We have no reason to grudge America such military advantage as our scientists may bring her, since their inventions will almost certainly be put to better use, and war between the United States and Britain is a sufficiently remote possibility at the moment.
No scientist has yet turned up at my house to pose the problem of which door he should be shown to. I think I should judge him on the purpose of his visit—a scientist who wished to install a new gas-meter would he shown to the back door, one who wished to discuss thermo-dynamics on a friendly basis could come in the front.
But if Mr. Wilson expects every patriotic non-scientist to take scientists seriously, listening to their preposterous conversation and encouraging them to overcome their gauche manners and unruly appearance, he is asking too much. Science should serve civilization, not the other way round. When all is said and done, we should feel bottomless admiration and gratitude that the Americans are prepared to take these wretched people on.

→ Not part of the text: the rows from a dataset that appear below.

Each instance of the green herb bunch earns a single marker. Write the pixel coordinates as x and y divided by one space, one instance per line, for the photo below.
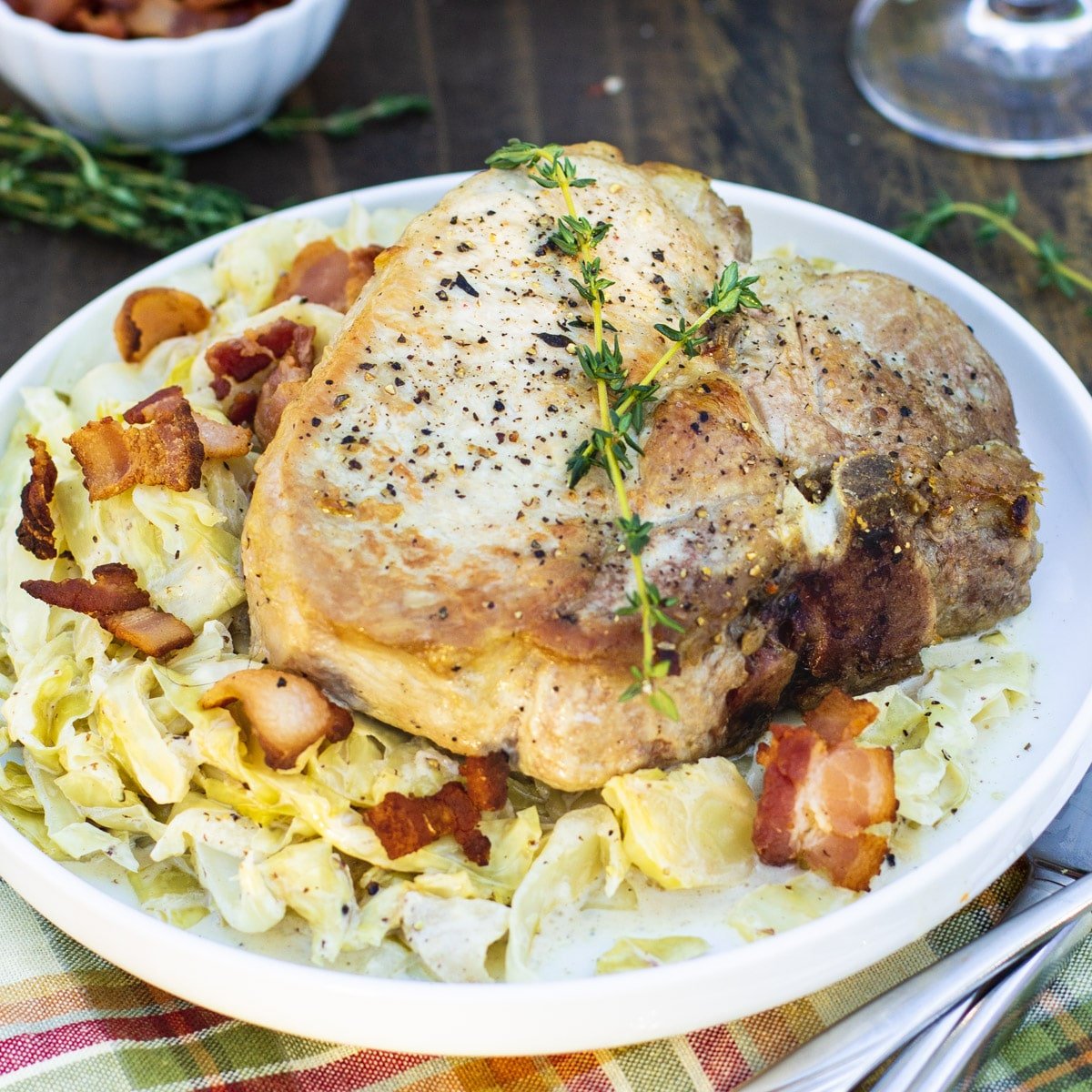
52 178
622 407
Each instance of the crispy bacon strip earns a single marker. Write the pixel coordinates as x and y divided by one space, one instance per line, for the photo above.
326 274
167 451
154 632
121 607
140 19
218 441
823 792
486 780
152 316
408 824
284 350
287 713
35 531
167 446
238 359
222 441
283 386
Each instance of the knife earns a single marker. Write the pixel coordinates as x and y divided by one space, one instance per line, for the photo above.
950 1053
844 1054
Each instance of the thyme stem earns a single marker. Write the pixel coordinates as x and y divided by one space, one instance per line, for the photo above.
997 218
648 640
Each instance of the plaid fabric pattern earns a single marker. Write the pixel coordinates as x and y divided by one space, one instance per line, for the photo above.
71 1021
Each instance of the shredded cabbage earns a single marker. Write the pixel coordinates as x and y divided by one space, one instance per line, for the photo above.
969 686
582 854
775 907
632 954
688 828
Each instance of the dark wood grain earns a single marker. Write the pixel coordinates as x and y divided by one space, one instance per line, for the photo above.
753 92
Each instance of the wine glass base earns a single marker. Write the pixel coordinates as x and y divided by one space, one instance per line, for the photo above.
966 76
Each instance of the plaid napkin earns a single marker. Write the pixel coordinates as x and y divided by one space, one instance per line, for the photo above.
71 1021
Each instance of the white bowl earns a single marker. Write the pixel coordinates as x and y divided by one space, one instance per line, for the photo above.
180 94
1026 768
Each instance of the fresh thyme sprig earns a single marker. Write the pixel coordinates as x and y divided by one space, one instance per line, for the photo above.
49 177
622 405
729 294
348 121
997 217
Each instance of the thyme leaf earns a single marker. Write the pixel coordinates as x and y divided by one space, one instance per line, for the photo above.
997 218
347 121
120 190
622 407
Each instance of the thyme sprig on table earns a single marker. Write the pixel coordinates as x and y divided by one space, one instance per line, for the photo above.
622 405
49 177
347 121
997 218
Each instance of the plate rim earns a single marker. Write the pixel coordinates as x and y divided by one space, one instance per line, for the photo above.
569 1015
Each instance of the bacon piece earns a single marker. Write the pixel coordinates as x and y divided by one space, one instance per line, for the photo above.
222 441
240 360
408 824
326 274
244 405
114 591
283 386
119 605
287 713
167 451
154 632
49 11
35 531
152 316
486 780
823 792
284 337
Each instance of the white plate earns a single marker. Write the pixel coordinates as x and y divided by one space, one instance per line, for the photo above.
1020 792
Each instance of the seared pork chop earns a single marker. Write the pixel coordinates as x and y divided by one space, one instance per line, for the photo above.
834 483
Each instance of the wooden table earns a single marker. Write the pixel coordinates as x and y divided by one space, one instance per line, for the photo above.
748 91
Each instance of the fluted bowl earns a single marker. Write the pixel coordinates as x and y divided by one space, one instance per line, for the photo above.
180 94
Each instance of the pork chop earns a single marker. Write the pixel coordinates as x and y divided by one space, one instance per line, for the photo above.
834 484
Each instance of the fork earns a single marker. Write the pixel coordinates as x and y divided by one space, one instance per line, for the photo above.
853 1047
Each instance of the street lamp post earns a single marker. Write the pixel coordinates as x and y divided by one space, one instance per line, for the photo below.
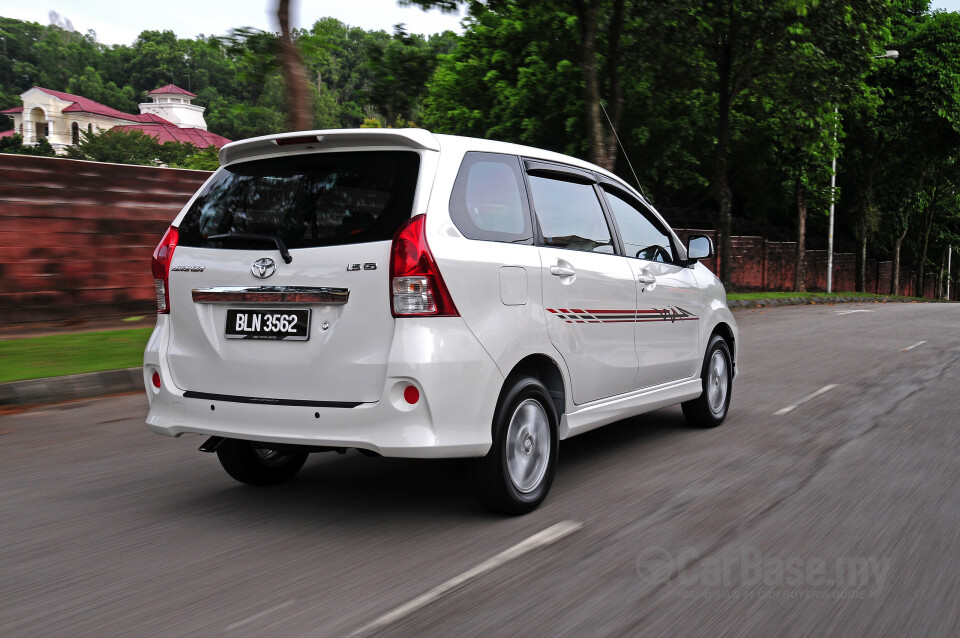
889 55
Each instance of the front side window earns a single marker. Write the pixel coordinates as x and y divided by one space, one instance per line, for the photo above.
570 215
641 237
320 199
488 201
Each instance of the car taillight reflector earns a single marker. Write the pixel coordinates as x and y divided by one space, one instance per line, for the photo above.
160 265
417 289
411 395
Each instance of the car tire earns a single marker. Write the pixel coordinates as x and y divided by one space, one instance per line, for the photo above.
254 464
515 475
710 408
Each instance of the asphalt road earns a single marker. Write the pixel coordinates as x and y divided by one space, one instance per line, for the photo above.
839 516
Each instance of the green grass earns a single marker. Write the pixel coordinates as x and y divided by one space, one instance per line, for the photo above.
739 296
76 353
57 355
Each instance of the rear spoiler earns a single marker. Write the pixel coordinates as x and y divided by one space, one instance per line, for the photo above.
337 138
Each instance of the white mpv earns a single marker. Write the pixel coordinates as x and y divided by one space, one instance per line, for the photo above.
417 295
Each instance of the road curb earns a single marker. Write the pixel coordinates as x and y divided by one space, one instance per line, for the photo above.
746 304
36 392
33 392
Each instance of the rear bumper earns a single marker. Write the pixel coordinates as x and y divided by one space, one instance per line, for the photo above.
457 380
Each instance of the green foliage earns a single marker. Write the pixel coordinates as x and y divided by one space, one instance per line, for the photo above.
684 80
136 147
205 159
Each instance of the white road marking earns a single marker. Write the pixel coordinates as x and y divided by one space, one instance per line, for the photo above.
263 613
909 348
540 539
793 406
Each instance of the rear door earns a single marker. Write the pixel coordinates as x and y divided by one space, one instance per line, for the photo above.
668 299
246 323
589 294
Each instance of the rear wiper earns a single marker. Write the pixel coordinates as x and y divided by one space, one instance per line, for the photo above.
262 237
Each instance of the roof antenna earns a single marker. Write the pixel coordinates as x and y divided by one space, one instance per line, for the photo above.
623 150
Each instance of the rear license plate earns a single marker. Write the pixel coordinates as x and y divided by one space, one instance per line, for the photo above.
261 323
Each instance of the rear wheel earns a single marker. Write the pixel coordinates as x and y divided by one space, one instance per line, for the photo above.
516 474
256 464
710 408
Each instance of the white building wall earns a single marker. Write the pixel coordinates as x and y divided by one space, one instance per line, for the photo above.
181 113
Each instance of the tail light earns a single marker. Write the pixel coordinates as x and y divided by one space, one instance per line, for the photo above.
418 288
160 264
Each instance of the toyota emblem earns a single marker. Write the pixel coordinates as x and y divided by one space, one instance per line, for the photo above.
263 268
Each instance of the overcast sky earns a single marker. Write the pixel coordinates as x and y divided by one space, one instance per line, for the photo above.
120 21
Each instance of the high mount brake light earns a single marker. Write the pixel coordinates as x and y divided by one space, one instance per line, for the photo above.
417 287
160 264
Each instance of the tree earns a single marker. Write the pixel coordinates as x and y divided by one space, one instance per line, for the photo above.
588 20
294 77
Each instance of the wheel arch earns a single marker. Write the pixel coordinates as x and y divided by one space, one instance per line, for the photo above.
726 333
547 371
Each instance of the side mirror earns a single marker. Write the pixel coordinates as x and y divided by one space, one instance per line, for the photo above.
699 247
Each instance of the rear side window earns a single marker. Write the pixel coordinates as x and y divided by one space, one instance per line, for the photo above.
570 215
321 199
488 200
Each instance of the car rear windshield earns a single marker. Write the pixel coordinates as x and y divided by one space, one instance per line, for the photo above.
320 199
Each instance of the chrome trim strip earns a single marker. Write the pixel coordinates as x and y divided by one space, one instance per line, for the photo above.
272 294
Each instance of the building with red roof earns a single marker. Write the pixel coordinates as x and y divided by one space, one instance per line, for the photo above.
169 116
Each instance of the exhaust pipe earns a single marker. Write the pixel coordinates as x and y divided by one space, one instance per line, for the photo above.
211 444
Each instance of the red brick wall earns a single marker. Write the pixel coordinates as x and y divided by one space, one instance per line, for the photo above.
767 265
76 237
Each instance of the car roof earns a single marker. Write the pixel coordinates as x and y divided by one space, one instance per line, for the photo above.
413 138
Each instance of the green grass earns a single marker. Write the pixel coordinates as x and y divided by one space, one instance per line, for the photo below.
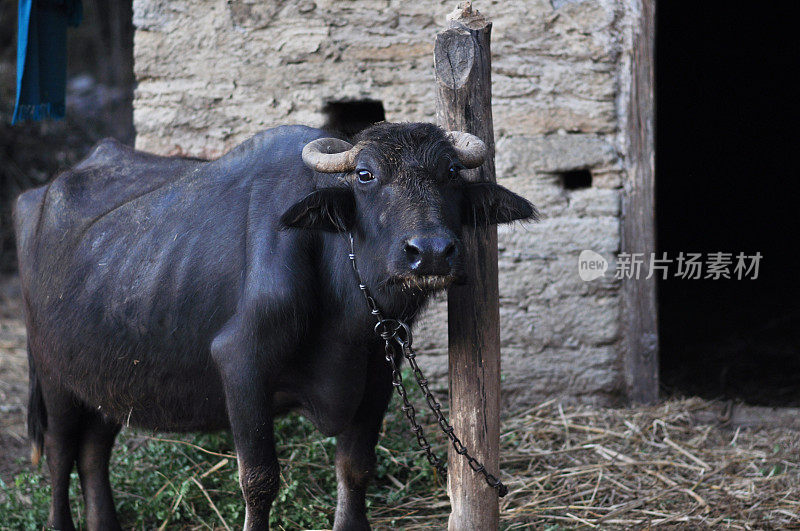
159 482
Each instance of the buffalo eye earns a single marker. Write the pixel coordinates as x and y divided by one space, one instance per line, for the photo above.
365 176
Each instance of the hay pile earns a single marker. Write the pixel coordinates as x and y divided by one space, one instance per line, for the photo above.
570 467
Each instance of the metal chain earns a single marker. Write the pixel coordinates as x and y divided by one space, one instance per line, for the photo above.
397 333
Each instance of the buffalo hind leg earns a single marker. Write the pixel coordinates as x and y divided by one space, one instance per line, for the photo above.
96 441
61 444
355 454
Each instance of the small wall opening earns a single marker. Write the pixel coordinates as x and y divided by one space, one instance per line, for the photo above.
351 117
576 179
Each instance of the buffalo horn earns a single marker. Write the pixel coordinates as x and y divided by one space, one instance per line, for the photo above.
330 155
470 149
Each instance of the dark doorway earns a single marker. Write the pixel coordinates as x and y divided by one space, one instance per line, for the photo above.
351 117
727 181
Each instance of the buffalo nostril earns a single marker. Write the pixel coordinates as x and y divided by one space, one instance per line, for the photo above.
450 250
412 250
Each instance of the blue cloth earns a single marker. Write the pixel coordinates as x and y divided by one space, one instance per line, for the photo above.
42 57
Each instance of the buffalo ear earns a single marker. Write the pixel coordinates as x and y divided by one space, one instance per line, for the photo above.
489 203
331 209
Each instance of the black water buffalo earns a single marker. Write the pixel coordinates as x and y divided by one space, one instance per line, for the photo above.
183 295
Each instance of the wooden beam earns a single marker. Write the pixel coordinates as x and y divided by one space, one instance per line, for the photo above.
462 60
640 326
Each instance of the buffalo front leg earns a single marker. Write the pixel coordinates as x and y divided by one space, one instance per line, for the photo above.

MR. HENRY BROOKE'S ORDEAL at the hands of Cambridge socialists would call for sympathy and commiseration if he had had any good reason to be at the university in the first place. But as he planned to address an undergraduate political society himself, he must forfeit all our indignation. It is one of the most grotesque idiocies of our age that responsible polticians feel bound to take an interest in what youth is thinking, as if youth's conclusions had some greater validity than those based on mature judgment and greater knowledge.
I do not know what Mr. Brooke proposed to tell the Cambridge University Conservatives, but the fact that he proposed to tell them anything shows that he was prepared to take advantage of their unformed minds and crude enthusiasms. A sufficiently rousing address might even have persuaded them to behave like the Cambridge University Labour club, and throw vegetables at the next socialist to appear.
In our democratic society, no person, whatever his educe tion, has more than one vote. Many undergraduates, mercifully enough. do not even have that. Now that Mr. Brooke has had a taste of undergraduate opinion, he will be in a position to judge its value, and leave these over-priviledged adolescents to throw eggs at each other.